First you need to compile the UCR_USP_Suite.cpp code, you can do that by running the make command:
make
Now, you can just run:
make <dataset>
This will perform the similarity search with each coded and original query, with the coded and original data, respectively. Basically, we run the similarity search using a original query looking for its nearest neighbor in the original serie, for each query, then we repeat the process for each coded query in the coded data. The following table summarizes the speedup obtained.

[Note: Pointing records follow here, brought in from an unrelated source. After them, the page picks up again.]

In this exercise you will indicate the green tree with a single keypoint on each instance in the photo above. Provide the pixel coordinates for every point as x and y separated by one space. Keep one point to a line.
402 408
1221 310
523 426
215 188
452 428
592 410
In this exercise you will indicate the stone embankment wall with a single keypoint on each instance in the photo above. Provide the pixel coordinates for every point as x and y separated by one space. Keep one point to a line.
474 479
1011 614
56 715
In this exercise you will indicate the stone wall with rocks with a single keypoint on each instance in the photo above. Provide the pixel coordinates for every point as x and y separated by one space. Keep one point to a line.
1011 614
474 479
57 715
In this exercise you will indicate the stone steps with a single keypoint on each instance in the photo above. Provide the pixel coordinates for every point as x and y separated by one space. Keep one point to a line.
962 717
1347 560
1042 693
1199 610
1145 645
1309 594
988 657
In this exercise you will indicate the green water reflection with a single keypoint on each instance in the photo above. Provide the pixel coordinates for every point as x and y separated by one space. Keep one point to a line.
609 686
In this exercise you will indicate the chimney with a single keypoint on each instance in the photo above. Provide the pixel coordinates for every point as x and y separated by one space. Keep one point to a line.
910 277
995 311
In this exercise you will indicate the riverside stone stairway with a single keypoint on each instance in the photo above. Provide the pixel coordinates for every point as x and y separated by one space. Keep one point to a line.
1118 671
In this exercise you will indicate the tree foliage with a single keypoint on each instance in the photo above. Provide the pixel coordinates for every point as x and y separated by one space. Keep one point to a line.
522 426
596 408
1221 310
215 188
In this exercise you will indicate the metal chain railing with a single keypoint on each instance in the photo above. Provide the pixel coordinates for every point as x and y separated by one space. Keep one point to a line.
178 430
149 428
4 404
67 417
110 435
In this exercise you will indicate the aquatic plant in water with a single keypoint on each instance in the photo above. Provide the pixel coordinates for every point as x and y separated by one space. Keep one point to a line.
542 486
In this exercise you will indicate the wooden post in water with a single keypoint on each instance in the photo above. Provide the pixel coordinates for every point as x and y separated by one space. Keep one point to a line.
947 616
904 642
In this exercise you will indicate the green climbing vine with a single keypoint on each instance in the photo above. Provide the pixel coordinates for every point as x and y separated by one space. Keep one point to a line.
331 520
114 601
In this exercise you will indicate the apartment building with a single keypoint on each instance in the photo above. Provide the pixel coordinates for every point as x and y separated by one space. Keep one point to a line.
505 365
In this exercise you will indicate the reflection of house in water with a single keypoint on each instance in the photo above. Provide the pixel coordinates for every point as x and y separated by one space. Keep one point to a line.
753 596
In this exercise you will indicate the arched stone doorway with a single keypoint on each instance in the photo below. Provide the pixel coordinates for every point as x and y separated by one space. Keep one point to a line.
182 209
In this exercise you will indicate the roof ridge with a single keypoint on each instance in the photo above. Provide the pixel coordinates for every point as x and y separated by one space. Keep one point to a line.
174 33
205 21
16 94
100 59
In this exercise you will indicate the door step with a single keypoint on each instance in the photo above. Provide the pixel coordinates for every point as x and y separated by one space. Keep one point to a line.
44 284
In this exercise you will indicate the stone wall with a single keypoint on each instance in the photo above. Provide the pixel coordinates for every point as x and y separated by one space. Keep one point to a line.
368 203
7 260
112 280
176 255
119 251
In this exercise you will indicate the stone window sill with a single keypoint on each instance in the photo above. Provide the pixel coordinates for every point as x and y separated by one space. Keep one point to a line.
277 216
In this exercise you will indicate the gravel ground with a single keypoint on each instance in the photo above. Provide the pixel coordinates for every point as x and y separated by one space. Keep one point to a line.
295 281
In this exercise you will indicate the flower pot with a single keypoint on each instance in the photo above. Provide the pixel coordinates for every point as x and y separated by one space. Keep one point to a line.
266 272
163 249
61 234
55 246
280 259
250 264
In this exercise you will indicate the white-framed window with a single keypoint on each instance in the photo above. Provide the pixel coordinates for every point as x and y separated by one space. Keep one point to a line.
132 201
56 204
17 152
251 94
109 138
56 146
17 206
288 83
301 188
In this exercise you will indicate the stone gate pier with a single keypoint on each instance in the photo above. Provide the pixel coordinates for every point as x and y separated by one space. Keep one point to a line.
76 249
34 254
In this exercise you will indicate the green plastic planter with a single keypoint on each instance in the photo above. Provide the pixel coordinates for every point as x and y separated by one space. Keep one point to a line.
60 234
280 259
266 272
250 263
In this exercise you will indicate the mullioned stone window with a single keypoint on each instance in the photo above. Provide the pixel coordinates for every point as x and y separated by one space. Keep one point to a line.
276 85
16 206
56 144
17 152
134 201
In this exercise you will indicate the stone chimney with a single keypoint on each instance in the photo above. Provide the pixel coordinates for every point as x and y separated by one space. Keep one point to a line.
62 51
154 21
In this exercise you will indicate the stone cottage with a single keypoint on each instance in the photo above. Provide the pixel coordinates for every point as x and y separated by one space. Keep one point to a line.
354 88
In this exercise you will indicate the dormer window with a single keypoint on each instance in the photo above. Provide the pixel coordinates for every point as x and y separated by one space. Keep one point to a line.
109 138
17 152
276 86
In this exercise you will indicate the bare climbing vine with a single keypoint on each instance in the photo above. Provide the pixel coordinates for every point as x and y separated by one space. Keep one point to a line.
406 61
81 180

ID | Runtime (original) | Runtime (coded) | Speedup |
---|---|---|---|
SS1 | 271.59 | 0.51 | 456.19 |
SS2 | 4.22 | 0.10 | 42.82 |
SS3 | 6.40 | 0.32 | 18.68 |
SS4 | 139.01 | 2.76 | 54.14 |
SS5 | 77.48 | 4.25 | 18.32 |
SS6 | 4272.84 | 369.54 | 11.20 |
In this case, the more the coded representation can prune unpromising warping alignments in the DTW calculation, the greater the speedup. Take SS1 for example, for the first query of this dataset, it was necessary to calculate the DTW distance for 58.93% of the substrings. When we search in the reduced time series domain, that value changes to 20.29%. The image below shows an example of how close the NN's (nearest neighbors) are, that is, the reduced representation does a great job and much faster than the original data.
Finally, to evaluate the last experiment, you need to run the following command:
python3 mp_znorm_np.npy <dataset>
This code generates the Matrix Profile (MP) of the original and coded data of the given dataset and shows the time needed to calculate each. Then it will show the Motif value and index for each MP. With this information, we plot these Motifs to see if they look alike, all the plots are available in the results folder. The subsequent table features the speedup achieved in this experiment.
ID | Runtime (original) | Runtime (coded) | Speedup |
---|---|---|---|
MP1 | 0.86 | 0.11 | 7.89 |
MP2 | 261.18 | 3.41 | 76.54 |
MP3 | 2174.84 | 26.19 | 83.04 |
MP4 | 18285.62 | 181.26 | 100.88 |
As you can see, the speed up ratio is up to 100. The results of this experiment are really promising because there were cases that the best motif pair are the same for the coded and original data, that is, in such cases, there was no performance loss at all. The two last figures presents one of the cases that it happened (MP2 - PAMAP2). Note that the motif pair is the same in the two images and MP calculation using the coded one was 76.54 times faster.
We proposed an approach based on convolutional autoencoders, which is orthogonal to state-of-the-art techniques in time series mining. We have shown empirically that the use of CAE consistently improves the efficiency of these methods. Besides, we noticed that the greater the difficulty of these techniques in improving the execution time, the greater our proposal’s benefit. Since the dimensionality reduction can cause distortions inthe obtained results, we also evaluate relative distances’ preservation. In some cases, unfortunately, we notice significant distortions. However, these cases are exceptions and they are associated with little data for training and notable differences in complexity between time series.